All of the images are presented in a stage-like setting similar to the space present in the engravings from which Ernst borrowed. Figures are usually shown in their entirety, not cropped. The people in the images rarely look directly at us as one would find with portraiture. Instead they engage each other, keeping the narrative action contained in the images and separate from us. By doing this, it helps to emphasize the stage-like tableau of pre-modern painting and an emphasis on story. This type of space has a deep tradition in western culture from the Roman murals at Pompeii, through early Renaissance greats such as Giotto, and into early films like those by Edison.
A Week of Kindness can easily be placed in the tradition of the graphic novel. However, I prefer the term photo novella since my images are photoshop collages. I have always enjoyed The City by Masereel and Madman’s Drum by Lynd Ward.
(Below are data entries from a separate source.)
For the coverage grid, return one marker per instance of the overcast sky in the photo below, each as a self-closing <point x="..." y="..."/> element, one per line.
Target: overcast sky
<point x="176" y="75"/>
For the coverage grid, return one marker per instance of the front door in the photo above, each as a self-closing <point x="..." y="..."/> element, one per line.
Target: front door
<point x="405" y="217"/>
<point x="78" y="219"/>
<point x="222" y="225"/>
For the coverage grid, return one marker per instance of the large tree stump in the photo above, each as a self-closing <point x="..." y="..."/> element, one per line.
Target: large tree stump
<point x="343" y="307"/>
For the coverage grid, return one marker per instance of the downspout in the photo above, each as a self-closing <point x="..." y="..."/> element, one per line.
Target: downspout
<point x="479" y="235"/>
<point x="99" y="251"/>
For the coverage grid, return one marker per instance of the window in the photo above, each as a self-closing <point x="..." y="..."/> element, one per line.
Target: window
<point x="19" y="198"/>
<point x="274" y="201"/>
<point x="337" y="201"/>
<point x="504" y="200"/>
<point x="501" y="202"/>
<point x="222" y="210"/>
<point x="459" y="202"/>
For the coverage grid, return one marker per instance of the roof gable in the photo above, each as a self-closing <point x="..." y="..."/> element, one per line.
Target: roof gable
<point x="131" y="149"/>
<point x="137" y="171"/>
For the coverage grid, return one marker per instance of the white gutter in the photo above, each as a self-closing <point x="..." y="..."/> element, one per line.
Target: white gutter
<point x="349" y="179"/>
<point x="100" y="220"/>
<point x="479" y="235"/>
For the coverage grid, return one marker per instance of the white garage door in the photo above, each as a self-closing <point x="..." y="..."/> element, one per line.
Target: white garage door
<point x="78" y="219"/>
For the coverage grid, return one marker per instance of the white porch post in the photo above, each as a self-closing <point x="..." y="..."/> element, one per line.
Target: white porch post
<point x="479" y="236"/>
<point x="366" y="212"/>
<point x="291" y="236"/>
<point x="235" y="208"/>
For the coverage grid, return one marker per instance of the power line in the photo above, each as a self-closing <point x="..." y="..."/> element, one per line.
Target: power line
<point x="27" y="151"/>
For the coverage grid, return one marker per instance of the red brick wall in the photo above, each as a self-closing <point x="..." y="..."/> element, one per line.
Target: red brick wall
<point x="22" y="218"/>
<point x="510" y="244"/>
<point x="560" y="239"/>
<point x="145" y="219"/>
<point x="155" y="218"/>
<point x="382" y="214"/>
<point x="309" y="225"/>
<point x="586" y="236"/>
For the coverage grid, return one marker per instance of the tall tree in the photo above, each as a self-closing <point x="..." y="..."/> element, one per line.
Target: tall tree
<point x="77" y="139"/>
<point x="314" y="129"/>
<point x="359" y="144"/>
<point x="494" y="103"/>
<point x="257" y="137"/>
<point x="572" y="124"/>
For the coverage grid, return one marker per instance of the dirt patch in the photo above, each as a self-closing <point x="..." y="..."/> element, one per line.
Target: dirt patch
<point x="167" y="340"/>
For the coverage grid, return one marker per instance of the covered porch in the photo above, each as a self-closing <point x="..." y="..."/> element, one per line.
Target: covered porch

These graphic novels, filled with intrigue and violence, fit easily into the culture of comics and movies from my childhood.
The images are all digital and electronic in origin. The photographic elements were shot with a Nikon Coolpix 5000 digital still camera or were captured as video stills from a Sony Digital video camera. All drawings were created on the computer using a Wacom digitizing tablet. I developed the images using Adobe Photoshop or Metacreations Painter.
By basing A Week of Kindness on the works by Max Ernst, I am reminded of the way musicians will cover a song from some earlier source. This way, patterns of meaning are rethought and rediscovered by each new generation. We see ourselves more clearly as we observe the differences between the new and the old versions of songs or images. Of course, the engravings Ernst used in his images were borrowed from earlier source too.